あ、でもただ借りるのはあれだから手を合わせておこう。 私をちゃんと死なせてと……
石碑を引きずってロープの下に配置した。
やっぱり高さもちょうどいい、まるでこれで死ねるよと言われてるみたい。
「よいしょッ」
石碑の上に乗りロープを首に掛けた。
「殺したり今まで迷惑掛けてごめんねあっちゃん」
足場の石が結構重いので私は思い切り脚に力を入れて押し倒した。
支えがなくなった途端首にロープが食い込んだ、あまりの苦しさに私は脚をジタバタさせる。
うあッ、凄く苦しいどころじゃないッ! 私死ぬ…… ああ、死ぬんだった。
意識が途切れそうになった瞬間私の身体は地面に落ちていた。
…… あれ? あれッ?!
「バカじゃないのッ!! あんた話聞いてなかったの!?」
そこには声を張り上げる本庄さんが居た。
「ほ、本庄…… さ」
次の瞬間私は髪を鷲掴みにされて顔を上げさせられると……
「あんたはッ!!」
バチン! と頬に痛みが走った。
「新太から助けてもらったッ!」
そしてもう片方の頬にも。
「それをッ、全部無駄にするところだった!」
最後にまた頬をビンタされた。
3回もビンタされた…… それよりなんでロープが? 見れば本庄さんの手にはナイフが。

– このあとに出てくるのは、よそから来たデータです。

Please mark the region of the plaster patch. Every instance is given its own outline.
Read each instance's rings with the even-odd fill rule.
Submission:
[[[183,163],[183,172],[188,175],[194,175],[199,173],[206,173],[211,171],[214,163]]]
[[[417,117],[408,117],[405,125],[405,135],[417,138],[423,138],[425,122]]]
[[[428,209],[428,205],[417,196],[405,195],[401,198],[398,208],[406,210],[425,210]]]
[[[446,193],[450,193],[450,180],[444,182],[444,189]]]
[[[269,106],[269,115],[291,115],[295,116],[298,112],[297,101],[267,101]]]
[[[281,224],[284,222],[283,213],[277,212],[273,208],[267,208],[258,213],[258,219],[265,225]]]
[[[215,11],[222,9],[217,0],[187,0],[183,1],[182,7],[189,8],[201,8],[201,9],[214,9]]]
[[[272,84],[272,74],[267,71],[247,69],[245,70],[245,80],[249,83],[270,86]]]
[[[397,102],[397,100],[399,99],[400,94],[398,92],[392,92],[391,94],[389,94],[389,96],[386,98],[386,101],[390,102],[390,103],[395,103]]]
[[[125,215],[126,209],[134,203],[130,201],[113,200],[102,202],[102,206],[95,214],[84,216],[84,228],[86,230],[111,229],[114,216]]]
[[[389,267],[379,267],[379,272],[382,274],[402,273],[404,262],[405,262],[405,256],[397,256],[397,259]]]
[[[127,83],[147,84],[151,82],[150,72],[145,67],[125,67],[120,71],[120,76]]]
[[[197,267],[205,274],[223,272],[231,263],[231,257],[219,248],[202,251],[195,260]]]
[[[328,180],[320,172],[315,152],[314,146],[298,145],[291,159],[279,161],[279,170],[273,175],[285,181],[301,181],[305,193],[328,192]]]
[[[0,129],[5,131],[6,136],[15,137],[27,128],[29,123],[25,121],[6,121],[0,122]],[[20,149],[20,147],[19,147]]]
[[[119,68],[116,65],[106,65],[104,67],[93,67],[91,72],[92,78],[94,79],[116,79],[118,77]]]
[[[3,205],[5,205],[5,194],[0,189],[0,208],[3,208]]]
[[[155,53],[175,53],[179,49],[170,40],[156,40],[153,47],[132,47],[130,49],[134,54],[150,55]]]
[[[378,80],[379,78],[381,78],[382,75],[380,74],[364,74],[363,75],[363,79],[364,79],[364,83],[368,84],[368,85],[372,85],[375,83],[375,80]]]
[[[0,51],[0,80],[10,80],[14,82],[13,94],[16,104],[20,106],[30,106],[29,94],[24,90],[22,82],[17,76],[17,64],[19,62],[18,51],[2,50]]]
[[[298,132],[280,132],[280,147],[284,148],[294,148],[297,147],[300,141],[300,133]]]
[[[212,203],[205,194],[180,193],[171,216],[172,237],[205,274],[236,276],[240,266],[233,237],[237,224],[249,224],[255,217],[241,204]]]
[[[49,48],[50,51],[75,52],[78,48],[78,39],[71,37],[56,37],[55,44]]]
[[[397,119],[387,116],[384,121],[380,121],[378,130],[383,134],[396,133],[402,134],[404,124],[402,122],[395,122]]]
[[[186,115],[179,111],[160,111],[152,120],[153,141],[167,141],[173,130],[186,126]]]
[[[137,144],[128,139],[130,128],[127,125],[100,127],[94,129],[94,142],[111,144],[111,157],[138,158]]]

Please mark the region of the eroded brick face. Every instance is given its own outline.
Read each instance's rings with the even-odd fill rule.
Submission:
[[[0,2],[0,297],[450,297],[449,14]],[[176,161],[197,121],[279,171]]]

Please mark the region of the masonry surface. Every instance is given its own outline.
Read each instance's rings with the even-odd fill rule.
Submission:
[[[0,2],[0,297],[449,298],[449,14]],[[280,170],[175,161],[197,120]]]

死ぬ気? と問われた。 私は誤魔化したけど本庄さんは気付いた??
ううん、それよりも私が死ぬのを邪魔された。 またしてもッ!
「そうだよ! 全部無駄になればいいッ」
「な……」
「本庄さんにはわからない! 何もしないくせに私の欲しかったものが簡単に手に入る本庄さんには!」
「言いたいことはそれだけ?」
「あるッ!! でもね、私そんなあっちゃんとセックスしたことあるの。 何度も何度も」
あっちゃんが私と付き合い始めた頃の昔話だけど。 まぁ本庄さんにとっては嘘にしか聞こえないでしょうけど、でも効果的面、本庄さんは拳をプルプルさせてる。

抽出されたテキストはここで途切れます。